If Kubeflow/PytorchJob has been deployed on the k8s cluster, we can directly use `dlrover-run` in the
command of a PytorchJob Pod container. Just two environment variables need to be set up.

```bash
NODE_RANK=$RANK DLROVER_MASTER_ADDR=$MASTER_ADDR:$MASTER_PORT \
dlrover-run --nnodes=$NODE_NUM --nproc_per_node=$NUM_TRAINERS \
fsdp_train.py --n_layer 48 --n_head 16 --n_embd 1600 \
    --data_dir './' --epochs 50 --save_memory_interval 50 \
    --save_storage_interval 500
```

In this case, we use PyTorchJob's MASTER_ADDR and MASTER_PORT for the master process of DLRover.
`dlrover-run` adopts the dynamic networking strategy of torchrun, which does not require
pre-configuring MASTER_ADDR and MASTER_PORT.

### Future Plans

Multi-node in-memory redundant backup checkpoint: DLRover's Flash Checkpoint currently allows for direct
recovery from memory after a process restarts.

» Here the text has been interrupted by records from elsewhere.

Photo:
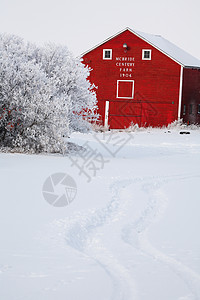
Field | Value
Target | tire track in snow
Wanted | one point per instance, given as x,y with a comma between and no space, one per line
81,235
135,234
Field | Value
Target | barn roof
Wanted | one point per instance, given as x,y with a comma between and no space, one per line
163,45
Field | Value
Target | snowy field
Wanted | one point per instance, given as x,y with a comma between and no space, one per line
132,231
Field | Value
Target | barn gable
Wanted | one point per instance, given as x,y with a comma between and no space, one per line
157,41
144,79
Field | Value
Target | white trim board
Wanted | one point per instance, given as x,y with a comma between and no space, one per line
118,89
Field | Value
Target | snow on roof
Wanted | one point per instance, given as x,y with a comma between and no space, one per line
170,49
163,45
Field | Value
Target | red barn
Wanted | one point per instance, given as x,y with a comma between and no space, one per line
144,79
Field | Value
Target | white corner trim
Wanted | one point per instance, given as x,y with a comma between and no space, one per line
106,114
180,93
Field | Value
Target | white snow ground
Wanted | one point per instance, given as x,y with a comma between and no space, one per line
132,232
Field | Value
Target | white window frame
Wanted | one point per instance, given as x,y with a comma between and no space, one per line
118,89
104,52
143,50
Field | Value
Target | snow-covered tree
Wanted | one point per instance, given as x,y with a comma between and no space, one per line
70,77
43,94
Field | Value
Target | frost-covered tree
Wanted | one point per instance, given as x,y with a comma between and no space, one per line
43,94
70,77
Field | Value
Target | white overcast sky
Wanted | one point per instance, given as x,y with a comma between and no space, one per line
81,24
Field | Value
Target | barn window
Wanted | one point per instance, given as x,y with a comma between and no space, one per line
107,53
146,54
125,89
184,109
190,109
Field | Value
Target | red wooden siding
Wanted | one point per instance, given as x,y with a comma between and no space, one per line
191,96
155,83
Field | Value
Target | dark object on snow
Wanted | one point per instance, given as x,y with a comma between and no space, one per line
184,132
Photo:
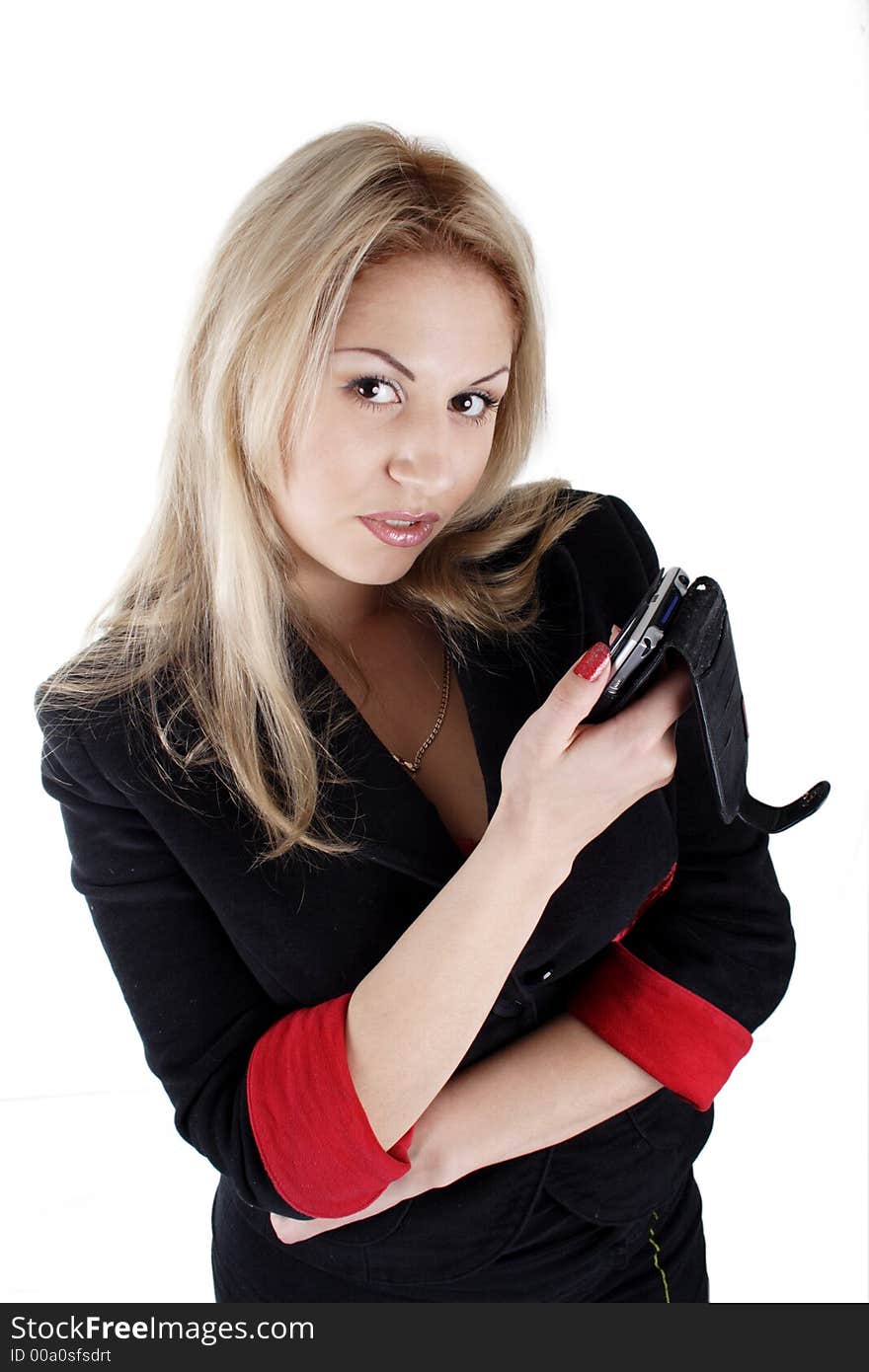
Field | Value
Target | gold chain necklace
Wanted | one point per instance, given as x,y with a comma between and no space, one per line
414,767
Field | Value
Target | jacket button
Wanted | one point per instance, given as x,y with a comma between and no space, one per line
538,974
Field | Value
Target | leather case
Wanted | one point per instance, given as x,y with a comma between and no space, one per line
699,632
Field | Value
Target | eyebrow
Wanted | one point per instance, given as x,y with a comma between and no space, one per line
400,366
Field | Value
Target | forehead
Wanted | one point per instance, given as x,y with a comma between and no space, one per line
435,296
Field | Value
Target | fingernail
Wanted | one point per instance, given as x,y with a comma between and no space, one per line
593,661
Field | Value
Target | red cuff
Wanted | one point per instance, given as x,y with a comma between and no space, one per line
310,1128
679,1038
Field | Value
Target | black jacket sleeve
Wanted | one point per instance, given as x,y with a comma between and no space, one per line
243,1073
710,956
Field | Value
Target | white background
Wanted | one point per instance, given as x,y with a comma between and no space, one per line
693,178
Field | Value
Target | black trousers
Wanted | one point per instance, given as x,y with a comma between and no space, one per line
555,1257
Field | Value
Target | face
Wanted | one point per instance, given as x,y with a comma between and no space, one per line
407,428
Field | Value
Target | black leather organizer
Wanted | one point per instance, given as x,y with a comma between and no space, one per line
699,632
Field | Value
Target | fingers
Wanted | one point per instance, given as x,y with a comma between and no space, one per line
574,695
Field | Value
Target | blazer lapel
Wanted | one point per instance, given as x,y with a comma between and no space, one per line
383,809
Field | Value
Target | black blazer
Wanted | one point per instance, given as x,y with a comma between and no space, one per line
210,953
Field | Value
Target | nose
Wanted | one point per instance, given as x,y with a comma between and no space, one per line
422,453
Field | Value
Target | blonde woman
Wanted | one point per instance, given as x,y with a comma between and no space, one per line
442,981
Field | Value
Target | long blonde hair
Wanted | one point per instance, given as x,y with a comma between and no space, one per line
206,602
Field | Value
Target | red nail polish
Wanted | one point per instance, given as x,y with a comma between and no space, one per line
593,661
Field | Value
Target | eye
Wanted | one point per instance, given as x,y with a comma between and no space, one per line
481,416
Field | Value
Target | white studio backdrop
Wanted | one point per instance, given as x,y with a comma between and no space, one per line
693,179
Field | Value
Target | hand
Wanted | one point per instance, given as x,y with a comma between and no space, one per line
294,1231
563,782
430,1167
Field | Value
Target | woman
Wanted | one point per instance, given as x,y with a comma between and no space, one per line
440,980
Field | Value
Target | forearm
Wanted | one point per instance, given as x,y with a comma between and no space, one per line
412,1019
549,1086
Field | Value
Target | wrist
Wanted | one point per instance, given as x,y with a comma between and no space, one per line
511,826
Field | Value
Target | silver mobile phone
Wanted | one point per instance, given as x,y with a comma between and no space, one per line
644,629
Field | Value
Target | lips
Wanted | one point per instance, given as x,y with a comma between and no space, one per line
418,533
429,517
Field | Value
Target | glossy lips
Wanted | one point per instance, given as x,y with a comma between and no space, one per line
398,537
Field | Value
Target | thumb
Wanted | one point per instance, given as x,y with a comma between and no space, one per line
576,693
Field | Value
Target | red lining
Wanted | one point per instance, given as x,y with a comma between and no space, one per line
309,1124
679,1038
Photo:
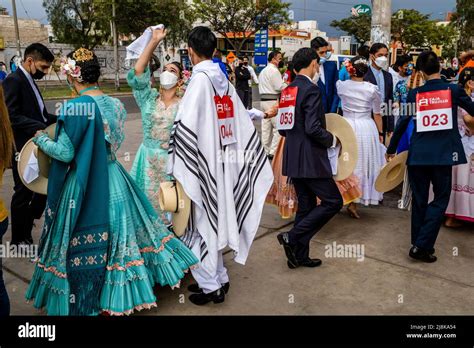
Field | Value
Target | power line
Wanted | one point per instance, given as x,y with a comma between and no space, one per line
24,9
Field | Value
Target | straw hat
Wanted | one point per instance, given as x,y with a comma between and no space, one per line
339,127
392,174
40,184
173,199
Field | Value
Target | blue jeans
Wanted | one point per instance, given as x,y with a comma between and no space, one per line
4,300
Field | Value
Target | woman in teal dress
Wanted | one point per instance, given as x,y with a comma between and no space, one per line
158,111
103,247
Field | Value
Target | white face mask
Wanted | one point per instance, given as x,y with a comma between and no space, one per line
168,80
382,62
316,78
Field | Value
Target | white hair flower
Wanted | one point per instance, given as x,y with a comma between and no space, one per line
69,67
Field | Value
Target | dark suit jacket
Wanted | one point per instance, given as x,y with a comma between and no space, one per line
23,108
305,153
242,77
442,147
328,89
389,120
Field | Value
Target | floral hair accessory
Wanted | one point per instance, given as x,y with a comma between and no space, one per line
83,55
350,69
69,67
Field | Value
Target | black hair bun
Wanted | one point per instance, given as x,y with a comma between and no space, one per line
90,69
90,73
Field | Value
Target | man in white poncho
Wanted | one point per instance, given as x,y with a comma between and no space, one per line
216,154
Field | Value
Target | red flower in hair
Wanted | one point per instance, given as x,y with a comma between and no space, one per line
350,69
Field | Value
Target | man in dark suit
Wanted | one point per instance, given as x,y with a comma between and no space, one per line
306,162
379,76
28,114
328,75
435,147
242,77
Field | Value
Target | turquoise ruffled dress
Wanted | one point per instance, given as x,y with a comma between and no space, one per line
142,252
149,167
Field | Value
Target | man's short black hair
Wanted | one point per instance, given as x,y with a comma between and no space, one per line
428,63
272,55
203,41
401,61
39,52
318,42
377,47
303,58
363,51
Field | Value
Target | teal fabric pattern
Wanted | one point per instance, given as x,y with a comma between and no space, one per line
149,167
141,252
82,213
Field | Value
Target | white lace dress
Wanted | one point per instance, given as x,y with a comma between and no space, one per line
358,100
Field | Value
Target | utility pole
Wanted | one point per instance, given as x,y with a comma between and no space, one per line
116,55
381,21
17,31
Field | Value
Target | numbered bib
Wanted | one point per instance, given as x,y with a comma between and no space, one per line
286,108
225,119
434,111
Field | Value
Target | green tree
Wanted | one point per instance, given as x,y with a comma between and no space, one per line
463,21
238,20
77,22
359,27
410,27
87,22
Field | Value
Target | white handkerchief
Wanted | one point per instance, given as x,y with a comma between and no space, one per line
256,114
135,49
31,172
333,155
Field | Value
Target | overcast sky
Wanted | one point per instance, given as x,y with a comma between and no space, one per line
324,11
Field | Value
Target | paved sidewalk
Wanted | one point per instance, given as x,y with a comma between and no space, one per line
386,281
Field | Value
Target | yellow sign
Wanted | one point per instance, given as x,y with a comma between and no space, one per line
230,58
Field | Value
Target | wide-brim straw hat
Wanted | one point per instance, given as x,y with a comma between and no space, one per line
339,127
391,175
40,184
174,200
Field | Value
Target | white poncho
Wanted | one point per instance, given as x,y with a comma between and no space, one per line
227,185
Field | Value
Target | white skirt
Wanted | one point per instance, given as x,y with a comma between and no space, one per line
371,158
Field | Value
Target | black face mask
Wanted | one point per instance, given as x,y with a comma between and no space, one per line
38,75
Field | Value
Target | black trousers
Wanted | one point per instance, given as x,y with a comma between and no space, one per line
25,207
250,104
244,97
426,219
310,218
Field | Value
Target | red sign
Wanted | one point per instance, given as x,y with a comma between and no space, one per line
225,119
286,108
434,111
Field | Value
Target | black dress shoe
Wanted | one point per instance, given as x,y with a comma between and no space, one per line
290,265
284,239
310,263
201,299
197,290
422,255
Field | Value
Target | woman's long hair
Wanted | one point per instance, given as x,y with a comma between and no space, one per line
6,135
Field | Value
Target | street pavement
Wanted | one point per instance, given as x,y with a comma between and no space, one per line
382,279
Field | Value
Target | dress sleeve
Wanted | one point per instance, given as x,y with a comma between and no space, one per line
141,87
62,150
376,100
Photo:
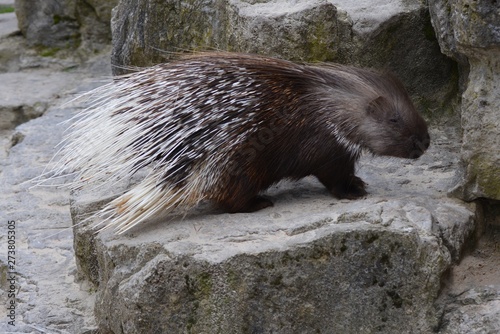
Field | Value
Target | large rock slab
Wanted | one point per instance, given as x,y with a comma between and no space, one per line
385,34
310,263
48,299
469,31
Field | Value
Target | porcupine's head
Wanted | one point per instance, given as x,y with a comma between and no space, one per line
385,120
392,126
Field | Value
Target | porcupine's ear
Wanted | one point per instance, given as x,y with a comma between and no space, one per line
379,108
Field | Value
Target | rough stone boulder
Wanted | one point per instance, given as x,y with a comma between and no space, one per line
385,34
469,32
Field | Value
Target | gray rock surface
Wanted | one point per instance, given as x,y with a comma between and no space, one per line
385,34
65,24
470,32
48,298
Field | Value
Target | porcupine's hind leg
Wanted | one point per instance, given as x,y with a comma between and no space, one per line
253,204
340,179
241,195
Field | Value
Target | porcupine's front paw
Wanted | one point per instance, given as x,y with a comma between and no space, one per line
351,189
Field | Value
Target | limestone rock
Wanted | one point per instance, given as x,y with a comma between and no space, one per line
469,31
65,24
374,34
473,312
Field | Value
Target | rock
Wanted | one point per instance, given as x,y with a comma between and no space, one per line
309,263
469,31
306,31
473,312
48,298
44,87
65,24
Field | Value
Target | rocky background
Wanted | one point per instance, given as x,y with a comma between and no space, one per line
420,254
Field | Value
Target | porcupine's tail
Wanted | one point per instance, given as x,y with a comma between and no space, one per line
106,144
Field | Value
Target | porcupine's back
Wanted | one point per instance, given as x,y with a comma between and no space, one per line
214,126
183,119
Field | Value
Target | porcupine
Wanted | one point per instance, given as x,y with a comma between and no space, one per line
224,127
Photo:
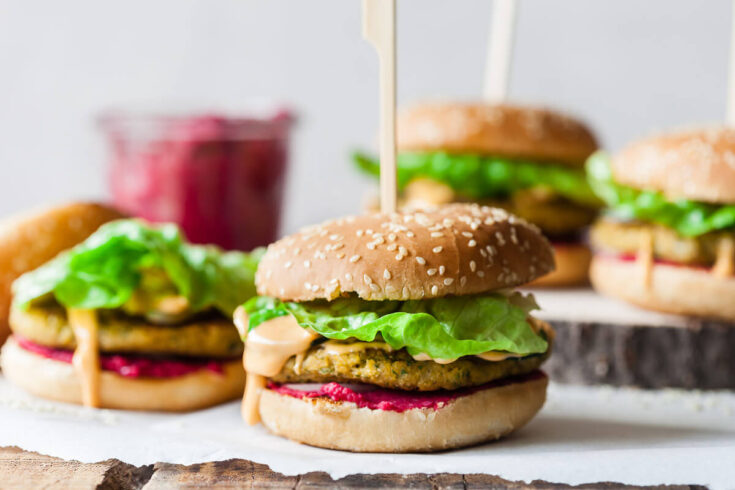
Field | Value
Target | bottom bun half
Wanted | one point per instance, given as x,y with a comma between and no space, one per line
483,416
572,266
58,381
670,288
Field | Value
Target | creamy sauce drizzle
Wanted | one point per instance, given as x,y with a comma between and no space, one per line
725,264
336,347
86,360
272,343
267,348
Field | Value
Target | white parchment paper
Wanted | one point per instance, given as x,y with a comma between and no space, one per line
583,435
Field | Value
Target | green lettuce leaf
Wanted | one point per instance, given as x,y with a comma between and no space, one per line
477,177
105,270
688,218
443,328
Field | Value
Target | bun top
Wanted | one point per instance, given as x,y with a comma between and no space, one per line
454,250
697,164
495,130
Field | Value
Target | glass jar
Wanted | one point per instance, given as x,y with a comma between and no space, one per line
220,178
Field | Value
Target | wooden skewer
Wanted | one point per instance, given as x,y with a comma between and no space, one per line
379,28
730,116
499,51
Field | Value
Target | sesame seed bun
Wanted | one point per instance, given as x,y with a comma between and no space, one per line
454,250
495,130
697,164
485,415
32,239
572,266
59,381
673,289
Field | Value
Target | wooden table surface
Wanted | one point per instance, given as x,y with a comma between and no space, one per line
24,470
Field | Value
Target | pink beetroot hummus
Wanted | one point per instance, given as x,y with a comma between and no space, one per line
392,400
130,366
633,258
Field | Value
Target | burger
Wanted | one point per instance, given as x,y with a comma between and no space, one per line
132,318
527,160
29,240
398,332
667,238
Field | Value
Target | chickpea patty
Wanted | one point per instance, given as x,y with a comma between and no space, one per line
398,370
210,335
625,238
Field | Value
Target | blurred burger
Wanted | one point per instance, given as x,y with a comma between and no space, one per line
33,238
667,238
529,161
132,318
396,333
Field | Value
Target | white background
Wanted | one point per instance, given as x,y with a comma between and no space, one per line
628,67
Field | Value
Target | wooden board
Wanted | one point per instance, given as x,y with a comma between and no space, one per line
22,470
604,341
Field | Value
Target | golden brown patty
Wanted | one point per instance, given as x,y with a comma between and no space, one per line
625,238
398,370
554,214
210,336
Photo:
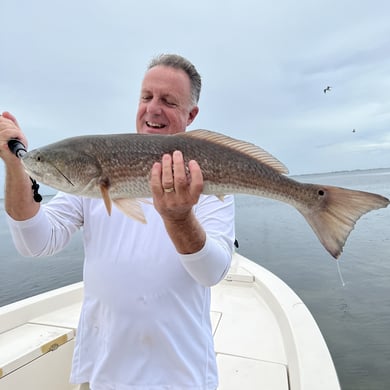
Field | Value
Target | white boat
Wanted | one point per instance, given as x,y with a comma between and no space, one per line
265,337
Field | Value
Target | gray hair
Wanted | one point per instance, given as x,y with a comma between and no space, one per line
179,62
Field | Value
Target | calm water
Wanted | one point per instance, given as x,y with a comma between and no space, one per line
354,318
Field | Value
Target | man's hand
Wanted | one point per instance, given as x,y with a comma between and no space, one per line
9,129
176,189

However, if a node crashes, its memory is also cleared,
and the training can only restore checkpoint from storage system. Subsequently, we will experiment
with multi-node memory backup of checkpoint model and optimizer states. This way, if some machines fail,
DLRover can read its own checkpoint data from the memory of other surviving Pods to avoid reading
from the storage system.

Distributed cache with SSD: It is now possible to deploy filesystems such as Alluxio on k8s,
which can centrally utilize the SSDs in the cluster. After a failure occurs, Flash Checkpoint
could write checkpoints to a distributed cache weith SSD rather than a remote filesystem,
which could also significantly reduce I/O overhead.